Sarah Sitkin |
'Waarom bel je hem niet op?'
Ik bel. Boven gaat de telefoon een paar keer over. 'Jaaa?' antwoordt hij eindelijk, boven de televisie uit.
'Met Viktor, hoe gaat het?'
'Goed en met jou? Ik zie je nooit meer op straat.'
'Ik zie jou ook nooit. We lopen elkaar mis... Zeg, die televisie van jou...'
'Ja?'
'...staat nogal hard.'
'WAT?' Het lijkt alsof hij hem harder heeft gezet om mij te tarten.

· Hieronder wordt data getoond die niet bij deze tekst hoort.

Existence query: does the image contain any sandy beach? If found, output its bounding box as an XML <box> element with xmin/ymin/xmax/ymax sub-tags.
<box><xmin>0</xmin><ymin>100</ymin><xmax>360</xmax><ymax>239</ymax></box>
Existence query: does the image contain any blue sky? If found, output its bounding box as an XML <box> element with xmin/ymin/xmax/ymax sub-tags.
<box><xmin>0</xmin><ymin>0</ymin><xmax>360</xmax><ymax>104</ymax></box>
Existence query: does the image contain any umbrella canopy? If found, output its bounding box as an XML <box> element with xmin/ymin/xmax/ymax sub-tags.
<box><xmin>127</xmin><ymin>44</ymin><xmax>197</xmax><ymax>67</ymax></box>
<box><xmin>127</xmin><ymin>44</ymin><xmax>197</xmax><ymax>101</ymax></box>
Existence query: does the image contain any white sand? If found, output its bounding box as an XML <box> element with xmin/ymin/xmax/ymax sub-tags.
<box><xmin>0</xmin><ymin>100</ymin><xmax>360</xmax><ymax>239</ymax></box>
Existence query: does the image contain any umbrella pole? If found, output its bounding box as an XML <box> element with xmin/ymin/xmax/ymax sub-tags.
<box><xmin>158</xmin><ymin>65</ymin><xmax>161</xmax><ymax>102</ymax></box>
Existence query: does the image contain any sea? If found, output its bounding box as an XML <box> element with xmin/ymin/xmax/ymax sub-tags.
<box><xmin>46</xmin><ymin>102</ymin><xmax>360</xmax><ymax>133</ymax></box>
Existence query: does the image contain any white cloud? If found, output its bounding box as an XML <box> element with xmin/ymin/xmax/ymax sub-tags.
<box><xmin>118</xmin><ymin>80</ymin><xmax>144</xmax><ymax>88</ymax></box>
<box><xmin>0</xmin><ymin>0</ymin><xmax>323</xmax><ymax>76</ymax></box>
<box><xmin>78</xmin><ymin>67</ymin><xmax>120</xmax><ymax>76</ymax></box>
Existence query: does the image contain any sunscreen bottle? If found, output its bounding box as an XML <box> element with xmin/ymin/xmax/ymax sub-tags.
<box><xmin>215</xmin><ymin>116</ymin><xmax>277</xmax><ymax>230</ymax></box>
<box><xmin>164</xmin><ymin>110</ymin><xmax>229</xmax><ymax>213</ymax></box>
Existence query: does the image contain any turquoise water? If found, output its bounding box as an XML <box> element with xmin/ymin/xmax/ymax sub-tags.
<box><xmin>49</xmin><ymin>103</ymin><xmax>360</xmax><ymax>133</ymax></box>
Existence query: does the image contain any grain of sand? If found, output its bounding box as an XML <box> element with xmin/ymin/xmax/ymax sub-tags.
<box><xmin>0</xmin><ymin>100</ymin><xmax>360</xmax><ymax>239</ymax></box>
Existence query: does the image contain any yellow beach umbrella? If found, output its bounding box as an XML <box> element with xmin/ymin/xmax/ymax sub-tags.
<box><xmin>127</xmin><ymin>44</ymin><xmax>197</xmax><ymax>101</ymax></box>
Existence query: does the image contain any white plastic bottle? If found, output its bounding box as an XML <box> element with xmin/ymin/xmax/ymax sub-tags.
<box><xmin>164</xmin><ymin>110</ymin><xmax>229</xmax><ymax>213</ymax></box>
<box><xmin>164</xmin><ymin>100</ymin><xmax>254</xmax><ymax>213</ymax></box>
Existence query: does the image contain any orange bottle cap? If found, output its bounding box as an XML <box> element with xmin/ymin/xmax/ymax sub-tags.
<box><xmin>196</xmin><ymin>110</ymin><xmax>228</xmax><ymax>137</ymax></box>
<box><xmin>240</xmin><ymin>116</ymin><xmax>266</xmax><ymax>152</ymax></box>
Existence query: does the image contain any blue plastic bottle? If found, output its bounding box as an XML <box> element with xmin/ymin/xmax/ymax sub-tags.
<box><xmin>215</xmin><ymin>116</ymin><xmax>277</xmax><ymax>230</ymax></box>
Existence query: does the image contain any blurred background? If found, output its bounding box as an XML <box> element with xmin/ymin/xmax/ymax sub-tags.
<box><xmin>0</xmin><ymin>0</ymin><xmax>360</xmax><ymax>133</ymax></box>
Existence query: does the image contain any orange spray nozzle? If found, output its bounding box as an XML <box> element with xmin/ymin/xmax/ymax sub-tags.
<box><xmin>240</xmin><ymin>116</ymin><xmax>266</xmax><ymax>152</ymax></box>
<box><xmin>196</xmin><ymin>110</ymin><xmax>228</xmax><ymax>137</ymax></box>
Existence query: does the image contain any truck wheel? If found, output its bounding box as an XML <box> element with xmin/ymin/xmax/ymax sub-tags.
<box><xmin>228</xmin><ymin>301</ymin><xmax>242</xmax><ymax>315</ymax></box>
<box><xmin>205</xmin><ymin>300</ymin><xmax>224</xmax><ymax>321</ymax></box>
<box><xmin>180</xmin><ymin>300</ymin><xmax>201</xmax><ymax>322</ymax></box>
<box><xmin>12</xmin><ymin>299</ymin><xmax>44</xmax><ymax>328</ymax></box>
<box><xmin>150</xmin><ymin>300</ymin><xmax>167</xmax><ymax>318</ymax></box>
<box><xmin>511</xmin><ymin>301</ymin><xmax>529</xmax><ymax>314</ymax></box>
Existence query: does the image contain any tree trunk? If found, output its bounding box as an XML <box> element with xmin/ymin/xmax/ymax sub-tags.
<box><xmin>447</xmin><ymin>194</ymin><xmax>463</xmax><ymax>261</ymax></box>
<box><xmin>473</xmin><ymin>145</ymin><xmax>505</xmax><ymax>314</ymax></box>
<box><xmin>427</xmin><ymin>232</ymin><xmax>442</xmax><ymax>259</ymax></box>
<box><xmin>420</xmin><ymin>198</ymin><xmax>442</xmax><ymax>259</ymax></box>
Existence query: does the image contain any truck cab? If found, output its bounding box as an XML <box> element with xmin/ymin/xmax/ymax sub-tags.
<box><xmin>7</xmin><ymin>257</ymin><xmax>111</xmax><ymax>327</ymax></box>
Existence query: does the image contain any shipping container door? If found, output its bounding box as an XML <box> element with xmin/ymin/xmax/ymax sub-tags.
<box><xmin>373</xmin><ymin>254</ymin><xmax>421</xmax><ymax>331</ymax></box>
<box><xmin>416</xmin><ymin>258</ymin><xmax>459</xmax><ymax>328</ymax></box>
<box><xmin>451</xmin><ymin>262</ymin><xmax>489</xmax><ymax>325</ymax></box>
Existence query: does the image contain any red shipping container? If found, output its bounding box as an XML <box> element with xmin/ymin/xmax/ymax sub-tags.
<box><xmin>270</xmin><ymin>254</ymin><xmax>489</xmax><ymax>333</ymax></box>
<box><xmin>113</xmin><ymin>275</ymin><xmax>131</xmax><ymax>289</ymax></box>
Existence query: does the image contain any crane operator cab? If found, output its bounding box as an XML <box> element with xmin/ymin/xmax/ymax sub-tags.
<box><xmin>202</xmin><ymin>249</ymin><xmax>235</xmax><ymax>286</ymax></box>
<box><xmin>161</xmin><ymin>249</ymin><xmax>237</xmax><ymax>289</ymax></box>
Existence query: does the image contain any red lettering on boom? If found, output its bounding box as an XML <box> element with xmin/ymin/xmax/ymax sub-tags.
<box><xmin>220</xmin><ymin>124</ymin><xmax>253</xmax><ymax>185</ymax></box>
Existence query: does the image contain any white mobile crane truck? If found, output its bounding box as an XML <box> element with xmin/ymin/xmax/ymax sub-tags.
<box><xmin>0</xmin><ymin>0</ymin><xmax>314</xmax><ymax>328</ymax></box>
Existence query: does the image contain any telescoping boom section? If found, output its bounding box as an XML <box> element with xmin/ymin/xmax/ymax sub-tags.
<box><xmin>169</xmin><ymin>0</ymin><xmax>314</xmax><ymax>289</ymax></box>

'Je televisie staat nogal hard!'
'O ja, dat komt, mijn oren zitten verstopt... Zeg nog eens wat?'
'HALLO?'
'Ja, aan de andere kant ook.'
'Dan moet je ze uit laten spuiten.'
'Ik heb het met warm water geprobeerd maar misschien moet ik inderdaad even bij de dokter langs.'
'Zou ik maar doen,' zeg ik, brave huisartsen-zoon die ik ben, wetende dat hij niet dol is op witte jassen.
'Ik zet de televisie wel wat zachter.'
'Graag.'
Even later gaat de televisie helemaal uit. Een heerlijkheid.
We mogen van geluk spreken dat er geen gezin boven ons woont met kleine kinderen, zoals wij.